Regexp::Genex - get the strings a regex will match, with a regex


Regexp-Genex documentation Contained in the Regexp-Genex distribution.

Index


Code Index:

NAME

Top

Regexp::Genex - get the strings a regex will match, with a regex

SYNPOSIS

Top

 # first try:
 $ perl -MRegexp::Genex=:all -le 'print for strings(qr/a(b|c)d{2,3}e*/)'

 $ perl -x `pmpath Regexp::Genex`
#!/usr/bin/perl -l

 use Regexp::Genex qw(:all);

 $regex = shift || "a(b|c)d{2,4}?";

 print "Trying: $regex";
 print for strings($regex);
 # abdd
 # abddd
 # abdddd
 # acdd
 # acddd
 # acdddd




 print "\nThe regex code for that was:\nqr/";
 print strings_rx($regex);
 print "/x\n";

 my $generator = generator($regex);
 print "Taking first two using generator";
 print $generator->() for 1..2;

 my $big_rx = 'b*?c*?d*?';   # * becomes {0,20}

 my $big = generator($big_rx, ($max_length = 100) );

 print "Taking string 100 of $big_rx";
 print $big->(100); # (caveats below)
 # ccccdddddddddddddddd   NOT 'd'x100 as you may expect

__END__

HALF-BAKED ALPHA CODE

Top

This is alpha code that relies on experimental features of perl (regex (?{ }) and friends) and avoiding optimizations in the regex engine. New optimizations could break this module.
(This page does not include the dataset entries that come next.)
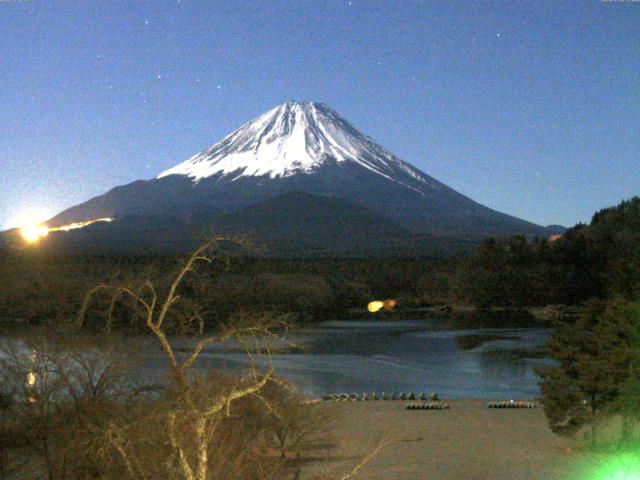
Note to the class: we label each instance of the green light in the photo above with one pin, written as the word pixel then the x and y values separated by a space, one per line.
pixel 623 466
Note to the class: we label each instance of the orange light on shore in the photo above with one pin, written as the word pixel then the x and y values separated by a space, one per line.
pixel 375 306
pixel 378 305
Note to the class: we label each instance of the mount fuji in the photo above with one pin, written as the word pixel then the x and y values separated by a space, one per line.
pixel 297 154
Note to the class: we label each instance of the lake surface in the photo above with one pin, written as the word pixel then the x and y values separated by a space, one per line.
pixel 380 356
pixel 407 356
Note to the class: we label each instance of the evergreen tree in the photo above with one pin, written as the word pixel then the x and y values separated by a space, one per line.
pixel 595 358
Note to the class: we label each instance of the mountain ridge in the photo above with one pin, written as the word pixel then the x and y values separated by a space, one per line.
pixel 307 147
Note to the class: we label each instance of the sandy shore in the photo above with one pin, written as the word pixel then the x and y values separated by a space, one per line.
pixel 466 442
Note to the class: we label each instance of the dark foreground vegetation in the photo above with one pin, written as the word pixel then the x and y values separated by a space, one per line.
pixel 66 412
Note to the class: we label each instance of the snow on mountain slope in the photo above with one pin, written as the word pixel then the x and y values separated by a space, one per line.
pixel 295 137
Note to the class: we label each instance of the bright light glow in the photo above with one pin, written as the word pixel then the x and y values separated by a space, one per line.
pixel 35 232
pixel 375 306
pixel 31 380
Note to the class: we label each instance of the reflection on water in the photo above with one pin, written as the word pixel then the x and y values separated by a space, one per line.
pixel 368 356
pixel 417 356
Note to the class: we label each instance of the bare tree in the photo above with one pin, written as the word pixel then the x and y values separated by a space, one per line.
pixel 195 415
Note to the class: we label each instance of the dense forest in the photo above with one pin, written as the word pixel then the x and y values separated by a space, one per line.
pixel 598 260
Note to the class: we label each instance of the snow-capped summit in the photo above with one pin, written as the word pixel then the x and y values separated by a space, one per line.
pixel 292 154
pixel 295 137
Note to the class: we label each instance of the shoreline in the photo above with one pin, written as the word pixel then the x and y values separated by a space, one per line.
pixel 467 441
The interface is also quite likely to change.

DESCRIPTION

Top

This module uses the regex engine to generate the strings that a given regex would match.

Some ideas for uses:

  Test and debug your regex.
  Generate test data.
  Generate combinations.
  Generate data according to a lexical pattern (urls, etc)
  Edit the regex code to do your things (eg. add assertions)
  Generate strings, reverse & alternate for pseudo-variable look behind

EXPORT

Top

Nothing by default, everything with the :all tag.

@list = strings( $regex, [ $max_length = 10 ] )
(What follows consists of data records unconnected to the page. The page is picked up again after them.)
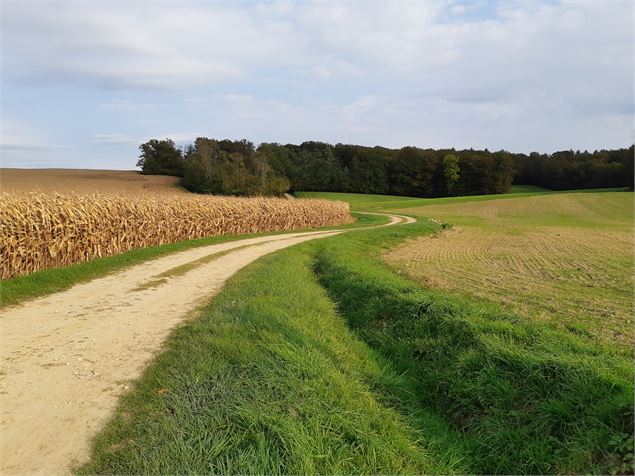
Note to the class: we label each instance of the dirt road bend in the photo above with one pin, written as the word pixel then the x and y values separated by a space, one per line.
pixel 67 357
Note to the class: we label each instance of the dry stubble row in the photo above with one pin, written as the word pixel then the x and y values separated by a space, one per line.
pixel 45 230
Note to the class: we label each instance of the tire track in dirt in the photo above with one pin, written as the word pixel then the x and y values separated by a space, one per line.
pixel 67 357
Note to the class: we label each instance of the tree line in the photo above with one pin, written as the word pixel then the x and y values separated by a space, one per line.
pixel 240 168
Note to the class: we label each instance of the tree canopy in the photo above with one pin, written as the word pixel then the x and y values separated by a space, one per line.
pixel 241 168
Produce a list of strings that would match the regex.

$regex_string = strings_rx( $regex )

Returns the regex string used to implement the above. You'll need to use re 'eval' for this and maybe no warnings 'regexp'

$generator = generator( $regex, [ $max_length = 10 ] )

Return a closure to access the strings one at a time.

Calling $generator->() will return the next string (starting from 0). Calling $generator->($n) will reset the iterator to string $n and return it.

$regex_string = generator_rx( $regex )

Returns the regex string used to implement the above. You'll need to use re 'eval' for this and maybe no warnings 'regexp'

Gx Package

Small package which is not installed by default, nor officially approved as a namespace. It's not part of the public interface, don't use it in modules. Gx.pm is just a short cut to import Regexp::Genex qw(:all) mainly useful from the command line:

 perl -MGx -le 'print for strings(qr/a(b|c){2,4}/);'

LIMITATIONS

Top

Many regex elements such as anchors (^ $ \A \G), look ahead, look-behind, code elements and conditionals are not implemented. Some may be in the future. I'm considering making a pattern not wrapped in ^ $ generate leading and trailing junk. Look-ahead inparticular, is unlikely to ever get implemented. Perhaps for finite languages.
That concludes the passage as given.